Add a traceback-reading checklist to the debugging skill. Exact change: patch the systematic-debugging skill with a “Stack trace pass” section requiring the agent to identify the first failing frame in owned code, the external boundary, the exception type, the exact failing input shape, and the smallest reproducible command before proposing a fix.
Create a public-safe error triage habit for cron and automation failures. Exact change: update the Optimizer Agent cron review prompt with: “When a job reports an exception, summarize only the error class, failing subsystem, likely boundary, and recommended verification step; never include raw logs, secrets, tokens, private chat content, or full stack traces in public-facing output.”
Add a verification step before applying traceback-driven fixes. Exact change: add a line to SOUL.md or the debugging runbook: “Before editing code or config from a traceback, state the root-cause hypothesis, the frame or subsystem that supports it, and the command, test, or tool call that will verify the fix.”

Impact

This makes debugging faster because exceptions become structured evidence instead of noise. It reduces risky speculative edits, especially in Hermes installations where failures can cross model providers, tool wrappers, cron sessions, gateway delivery, and local scripts.

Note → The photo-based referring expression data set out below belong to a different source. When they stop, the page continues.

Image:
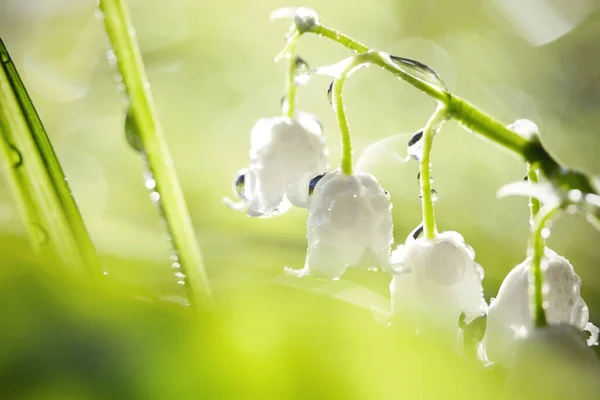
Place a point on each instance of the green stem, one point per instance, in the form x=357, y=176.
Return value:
x=290, y=84
x=429, y=132
x=534, y=204
x=121, y=34
x=45, y=201
x=475, y=120
x=538, y=247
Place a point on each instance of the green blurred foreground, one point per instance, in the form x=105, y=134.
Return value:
x=210, y=65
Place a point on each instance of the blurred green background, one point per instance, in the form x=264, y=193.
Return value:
x=212, y=74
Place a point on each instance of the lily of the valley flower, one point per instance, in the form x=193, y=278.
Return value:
x=438, y=281
x=509, y=316
x=285, y=155
x=350, y=222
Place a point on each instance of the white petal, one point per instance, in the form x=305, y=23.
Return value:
x=511, y=307
x=525, y=128
x=349, y=217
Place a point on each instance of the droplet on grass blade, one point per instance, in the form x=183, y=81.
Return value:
x=132, y=133
x=15, y=156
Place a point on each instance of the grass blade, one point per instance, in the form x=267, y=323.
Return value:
x=142, y=116
x=45, y=201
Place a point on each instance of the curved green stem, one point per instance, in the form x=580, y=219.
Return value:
x=121, y=34
x=338, y=107
x=534, y=204
x=475, y=120
x=429, y=132
x=44, y=198
x=290, y=84
x=536, y=277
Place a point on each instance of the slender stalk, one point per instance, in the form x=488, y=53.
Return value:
x=536, y=277
x=474, y=120
x=429, y=132
x=340, y=112
x=129, y=62
x=290, y=83
x=534, y=204
x=45, y=201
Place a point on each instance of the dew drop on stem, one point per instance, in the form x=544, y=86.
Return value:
x=15, y=156
x=414, y=147
x=417, y=231
x=418, y=70
x=132, y=133
x=330, y=93
x=40, y=234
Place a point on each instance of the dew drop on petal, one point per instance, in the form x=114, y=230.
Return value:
x=15, y=156
x=419, y=70
x=545, y=233
x=154, y=196
x=575, y=196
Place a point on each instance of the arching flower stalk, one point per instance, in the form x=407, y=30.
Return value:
x=438, y=281
x=350, y=220
x=285, y=155
x=544, y=289
x=509, y=316
x=286, y=152
x=349, y=224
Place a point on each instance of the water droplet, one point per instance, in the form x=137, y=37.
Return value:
x=239, y=183
x=15, y=156
x=571, y=209
x=39, y=233
x=415, y=146
x=470, y=251
x=545, y=233
x=305, y=19
x=419, y=70
x=575, y=196
x=302, y=79
x=155, y=196
x=545, y=289
x=313, y=183
x=99, y=14
x=132, y=133
x=417, y=231
x=284, y=104
x=111, y=57
x=301, y=64
x=150, y=184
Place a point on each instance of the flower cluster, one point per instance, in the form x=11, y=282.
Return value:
x=436, y=283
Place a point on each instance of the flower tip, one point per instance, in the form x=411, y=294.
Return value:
x=238, y=206
x=296, y=273
x=282, y=12
x=593, y=331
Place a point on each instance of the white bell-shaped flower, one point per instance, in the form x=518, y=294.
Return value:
x=285, y=155
x=509, y=316
x=438, y=281
x=349, y=224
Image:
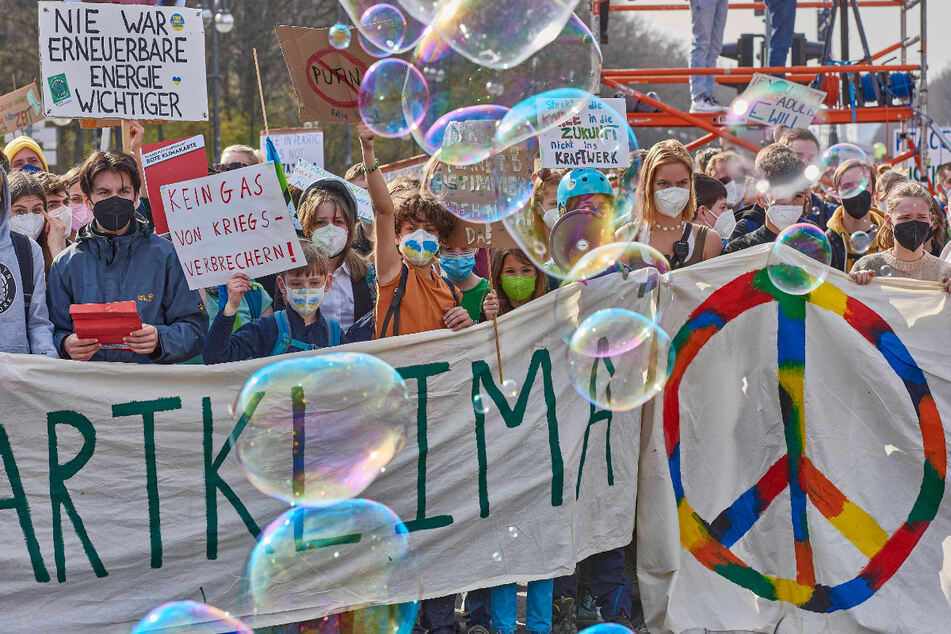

It also improves public documentation quality: the operational lesson can be shared without exposing raw traces or sensitive runtime context.

Effort

Small — the change is a debugging checklist, a cron prompt hygiene line, and a verification habit. No new infrastructure is required, but agents must consistently pause long enough to read the traceback in order.

Public page note

Safe public content includes the maturity principle, generic traceback-reading workflow, error triage habits, and the benefit of root-cause verification. Internal-only content includes raw stack traces, logs, private prompts, chat excerpts, credentials, tokens, environment values, customer data, local filesystem paths, and exact exception payloads from live systems.